S’agissant plus particulièrement de l’article 11 concernant les dividendes, on notera que contrairement à la France, le Royaume-Uni a choisi d’émettre une réserve sur les dispositions de la CML (article 8) qui prévoient que l’exemption d’impôt ou l’application d’une retenue à la source à un taux réduit sur les dividendes prévue par la convention bilatérale ne s’applique que si les conditions de détention qu’elle prévoit sont satisfaites tout au long d’une période ininterrompue de 365 jours, incluant le jour du paiement des dividendes. En conséquence, aucune durée minimale de détention n’est nécessaire pour que les taux de retenue à la source mentionnés ci-après soient applicables en cas de distribution de dividendes.   

Dividendes

S’agissant des dividendes de source française, l’art. 119 bis, 2 du CGI prévoit l’application d’une retenue à la source au taux de 26,5 % (taux applicable aux sommes payées à compter du 1er janvier 2021). 

L’administration admet toutefois que l’exonération de retenue à la source prévue à l’art. 119 ter du CGI (texte de transposition de la DMF) s'applique à l’ensemble des distributions mises en paiement par une société française au profit de sa société mère britannique durant un exercice ouvert avant le 31 décembre 2020, sous réserve du respect des conditions prévues à l'article 119 ter du CGI, et à l'exception de la condition de localisation de la société mère dans l'UE ou l'EEE (BOI précité n° 70).
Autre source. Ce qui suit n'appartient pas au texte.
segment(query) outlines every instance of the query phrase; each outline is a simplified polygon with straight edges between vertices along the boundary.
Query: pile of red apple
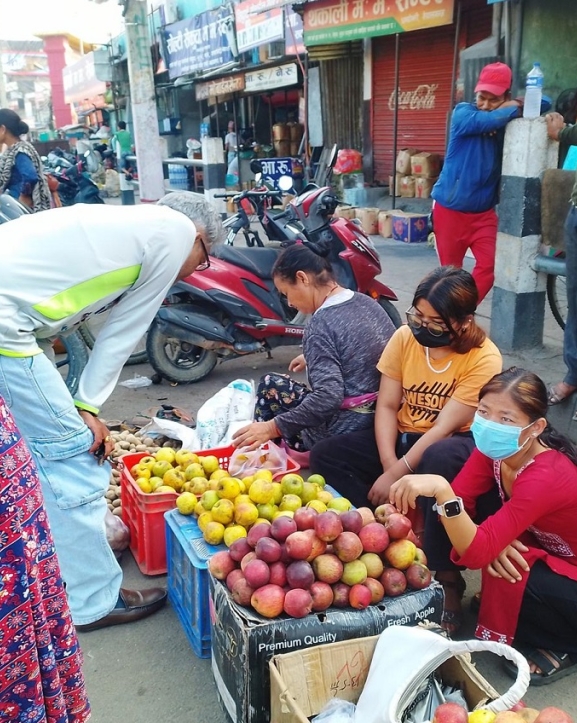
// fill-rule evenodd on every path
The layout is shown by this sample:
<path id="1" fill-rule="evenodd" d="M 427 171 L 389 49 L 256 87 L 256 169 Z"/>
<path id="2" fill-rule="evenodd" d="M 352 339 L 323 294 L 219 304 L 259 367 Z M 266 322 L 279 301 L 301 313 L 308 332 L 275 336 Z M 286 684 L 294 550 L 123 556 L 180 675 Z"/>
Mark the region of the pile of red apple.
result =
<path id="1" fill-rule="evenodd" d="M 331 605 L 362 610 L 431 582 L 411 522 L 393 505 L 337 514 L 309 507 L 252 527 L 209 570 L 260 615 L 302 618 Z"/>

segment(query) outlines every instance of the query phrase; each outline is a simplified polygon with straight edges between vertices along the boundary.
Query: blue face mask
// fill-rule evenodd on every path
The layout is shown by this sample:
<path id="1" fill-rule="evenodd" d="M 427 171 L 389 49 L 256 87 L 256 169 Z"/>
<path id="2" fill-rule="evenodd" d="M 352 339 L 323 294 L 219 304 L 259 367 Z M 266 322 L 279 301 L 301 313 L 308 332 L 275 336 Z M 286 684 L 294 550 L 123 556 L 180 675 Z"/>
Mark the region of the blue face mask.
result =
<path id="1" fill-rule="evenodd" d="M 533 424 L 533 422 L 531 422 Z M 527 444 L 530 437 L 519 444 L 519 437 L 524 429 L 528 429 L 531 424 L 526 427 L 514 427 L 508 424 L 499 424 L 491 422 L 479 414 L 475 414 L 471 432 L 475 439 L 475 446 L 487 457 L 491 459 L 507 459 L 517 452 L 520 452 Z"/>

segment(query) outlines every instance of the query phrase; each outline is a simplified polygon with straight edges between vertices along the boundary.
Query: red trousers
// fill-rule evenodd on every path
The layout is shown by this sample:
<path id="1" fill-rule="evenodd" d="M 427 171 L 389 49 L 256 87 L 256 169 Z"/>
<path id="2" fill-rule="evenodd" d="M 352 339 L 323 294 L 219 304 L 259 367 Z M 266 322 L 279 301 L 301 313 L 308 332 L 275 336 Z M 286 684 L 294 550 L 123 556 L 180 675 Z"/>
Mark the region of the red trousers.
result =
<path id="1" fill-rule="evenodd" d="M 495 209 L 482 213 L 452 211 L 435 201 L 433 228 L 441 266 L 463 265 L 467 249 L 475 257 L 473 278 L 479 290 L 479 303 L 495 281 L 497 214 Z"/>

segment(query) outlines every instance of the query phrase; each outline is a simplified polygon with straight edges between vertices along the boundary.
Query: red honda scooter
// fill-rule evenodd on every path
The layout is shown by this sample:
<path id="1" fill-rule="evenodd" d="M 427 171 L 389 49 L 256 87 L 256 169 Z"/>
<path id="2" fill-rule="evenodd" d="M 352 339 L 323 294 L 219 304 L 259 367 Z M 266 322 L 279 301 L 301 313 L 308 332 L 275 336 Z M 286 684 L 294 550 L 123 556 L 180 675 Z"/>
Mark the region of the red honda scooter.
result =
<path id="1" fill-rule="evenodd" d="M 305 189 L 289 204 L 287 233 L 295 243 L 328 252 L 339 283 L 371 296 L 399 327 L 391 303 L 397 296 L 376 278 L 381 273 L 376 249 L 355 221 L 333 218 L 337 203 L 329 187 Z M 306 317 L 287 305 L 272 280 L 281 250 L 220 246 L 210 268 L 173 286 L 148 330 L 154 381 L 198 382 L 219 358 L 270 354 L 301 343 Z"/>

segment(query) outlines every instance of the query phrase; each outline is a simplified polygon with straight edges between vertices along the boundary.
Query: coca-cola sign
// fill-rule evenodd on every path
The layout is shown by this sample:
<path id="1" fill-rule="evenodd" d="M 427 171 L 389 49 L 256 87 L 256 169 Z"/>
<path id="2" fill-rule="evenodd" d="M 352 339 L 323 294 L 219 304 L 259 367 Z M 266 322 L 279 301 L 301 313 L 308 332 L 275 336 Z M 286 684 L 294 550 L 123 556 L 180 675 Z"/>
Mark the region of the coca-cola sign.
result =
<path id="1" fill-rule="evenodd" d="M 433 110 L 438 83 L 421 83 L 415 90 L 399 88 L 399 110 Z M 389 96 L 389 110 L 395 110 L 395 91 Z"/>

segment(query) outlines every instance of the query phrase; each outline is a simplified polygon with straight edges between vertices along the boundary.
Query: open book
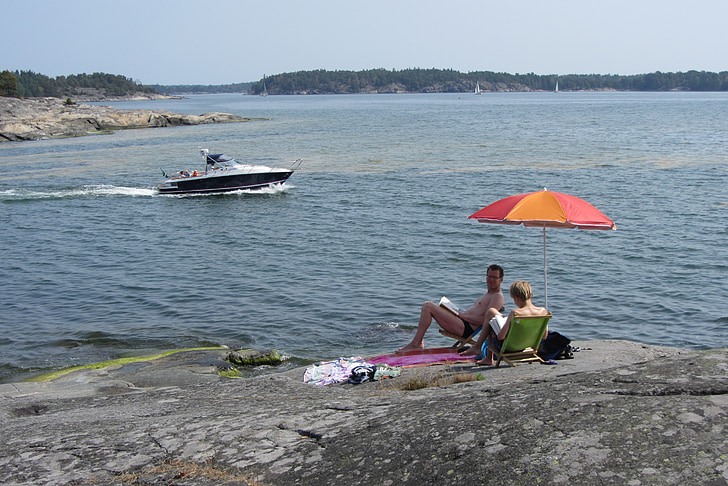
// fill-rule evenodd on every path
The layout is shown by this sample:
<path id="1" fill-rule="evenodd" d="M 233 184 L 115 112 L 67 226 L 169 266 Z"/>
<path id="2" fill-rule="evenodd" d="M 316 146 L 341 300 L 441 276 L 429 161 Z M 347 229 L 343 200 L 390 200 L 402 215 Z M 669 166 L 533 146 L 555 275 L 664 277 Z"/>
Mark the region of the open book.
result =
<path id="1" fill-rule="evenodd" d="M 460 310 L 455 306 L 455 304 L 452 303 L 450 299 L 443 296 L 442 299 L 440 299 L 440 307 L 444 307 L 445 309 L 449 310 L 455 315 L 458 315 Z"/>
<path id="2" fill-rule="evenodd" d="M 501 329 L 503 329 L 503 326 L 506 325 L 506 316 L 503 315 L 497 315 L 493 317 L 493 319 L 490 320 L 490 327 L 493 329 L 493 332 L 498 334 Z"/>

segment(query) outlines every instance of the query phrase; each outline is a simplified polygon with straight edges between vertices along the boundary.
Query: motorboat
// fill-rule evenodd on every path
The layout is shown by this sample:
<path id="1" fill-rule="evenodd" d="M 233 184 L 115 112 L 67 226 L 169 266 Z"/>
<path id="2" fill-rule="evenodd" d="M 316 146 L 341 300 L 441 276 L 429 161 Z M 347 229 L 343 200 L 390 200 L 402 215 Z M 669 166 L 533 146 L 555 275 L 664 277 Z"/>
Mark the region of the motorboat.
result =
<path id="1" fill-rule="evenodd" d="M 182 170 L 167 175 L 157 186 L 160 194 L 211 194 L 217 192 L 259 189 L 282 184 L 301 166 L 301 159 L 289 163 L 287 168 L 268 167 L 238 162 L 224 154 L 211 154 L 208 149 L 200 150 L 205 162 L 205 171 Z"/>

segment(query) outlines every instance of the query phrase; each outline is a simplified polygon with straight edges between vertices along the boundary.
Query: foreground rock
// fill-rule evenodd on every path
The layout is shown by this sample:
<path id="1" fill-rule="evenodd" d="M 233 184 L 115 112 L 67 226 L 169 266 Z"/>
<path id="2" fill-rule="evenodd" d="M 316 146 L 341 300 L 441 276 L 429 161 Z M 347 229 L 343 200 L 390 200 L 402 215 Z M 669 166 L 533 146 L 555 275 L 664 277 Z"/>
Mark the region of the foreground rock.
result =
<path id="1" fill-rule="evenodd" d="M 180 115 L 169 111 L 122 110 L 58 98 L 0 97 L 0 142 L 77 137 L 108 130 L 249 121 L 228 113 Z"/>
<path id="2" fill-rule="evenodd" d="M 224 379 L 214 352 L 0 385 L 0 482 L 728 484 L 728 350 L 575 344 L 362 385 Z M 403 391 L 453 373 L 481 379 Z"/>

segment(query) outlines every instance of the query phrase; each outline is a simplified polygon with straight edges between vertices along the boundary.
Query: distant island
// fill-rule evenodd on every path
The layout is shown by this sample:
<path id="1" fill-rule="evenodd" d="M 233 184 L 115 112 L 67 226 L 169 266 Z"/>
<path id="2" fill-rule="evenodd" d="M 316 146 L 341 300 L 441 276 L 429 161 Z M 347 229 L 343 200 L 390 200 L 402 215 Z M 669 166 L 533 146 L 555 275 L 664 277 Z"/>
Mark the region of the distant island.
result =
<path id="1" fill-rule="evenodd" d="M 48 77 L 32 71 L 0 72 L 0 96 L 72 98 L 102 101 L 113 98 L 154 98 L 159 93 L 125 76 L 106 73 Z"/>
<path id="2" fill-rule="evenodd" d="M 32 71 L 0 72 L 0 96 L 55 97 L 73 101 L 156 98 L 196 93 L 252 95 L 361 93 L 472 93 L 527 91 L 728 91 L 728 71 L 649 74 L 509 74 L 461 73 L 452 69 L 370 69 L 298 71 L 266 76 L 255 82 L 224 85 L 148 85 L 125 76 L 93 73 L 51 78 Z"/>
<path id="3" fill-rule="evenodd" d="M 472 93 L 554 91 L 728 91 L 728 71 L 710 73 L 539 75 L 443 69 L 373 69 L 368 71 L 299 71 L 265 77 L 248 93 L 357 94 L 357 93 Z"/>

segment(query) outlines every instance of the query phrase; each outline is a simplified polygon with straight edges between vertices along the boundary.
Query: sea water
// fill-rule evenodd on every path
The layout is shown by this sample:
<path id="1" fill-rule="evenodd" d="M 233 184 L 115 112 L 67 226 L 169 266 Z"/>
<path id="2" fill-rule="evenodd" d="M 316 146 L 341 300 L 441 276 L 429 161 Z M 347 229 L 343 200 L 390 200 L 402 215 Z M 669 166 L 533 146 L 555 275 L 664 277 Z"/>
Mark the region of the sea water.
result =
<path id="1" fill-rule="evenodd" d="M 574 340 L 728 345 L 728 93 L 198 95 L 114 103 L 246 123 L 0 144 L 0 381 L 196 346 L 288 366 L 409 342 L 491 263 Z M 282 187 L 163 196 L 199 149 Z M 616 231 L 481 224 L 547 188 Z M 544 256 L 547 283 L 544 282 Z M 512 302 L 506 298 L 512 307 Z M 449 344 L 428 331 L 427 345 Z M 618 348 L 615 348 L 618 353 Z"/>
Pour les sociétés françaises dont l’exercice ne coïncide pas avec l’année civile, les distributions mises en paiement durant l’exercice en cours au 31 décembre 2020 continueront donc à bénéficier de l’exonération prévue par la directive.

En dehors de cette tolérance, les distributions mises en paiement à compter du 1er janvier 2021 seront soumises aux règles prévues par la convention fiscale franco-britannique.  Cette dernière prévoit une exonération de retenue à la source, sous réserve, notamment, d’une détention d’au moins 10 % du capital de la société distributrice par la société bénéficiaire de la distribution.  En cas de détention inférieure à 10 %, la convention autorise l’application d’une retenue à la source au taux maximum de 15 % (convention art. 11).  Ce régime s’avère ainsi moins favorable que précédemment, puisque les dispositions de l’art. 119 ter du CGI permettaient une exonération de retenue à la source française sur les dividendes, à partir d’une détention minimale de 5 % du capital de la société distributrice, sous réserve du respect des autres conditions prévues par le texte. 

Les évolutions intervenues ou à intervenir (selon la date de clôture de la société distributrice) se résument de la manière suivante :

Taux de détention du capital

Retenue à la source

Exercices en cours au 31 décembre 2021

Retenue à la source

Exercices ouverts à compter du 31 décembre 2021

Inférieur à 5 %

15 %
(convention fiscale France-Royaume-Uni)

15 %
(convention fiscale France-Royaume-Uni)

Au moins égal à 5 % et inférieur à 10 %

Exonération
(art. 119 ter CGI / DMF)

15 %
(convention fiscale France-Royaume-Uni)

Au moins égal à 10 %

Exonération
(art. 119 ter CGI / DMF ou convention fiscale France-Royaume-Uni )

Exonération
(convention fiscale France-Royaume-Uni)

Les entreprises détenant une participation comprise entre 5 et 10% pourront néanmoins s’interroger sur la possibilité de se fonder sur l’application de la libre circulation des capitaux (applicable aux Etats tiers)  pour contester l’application de la retenue à la source. 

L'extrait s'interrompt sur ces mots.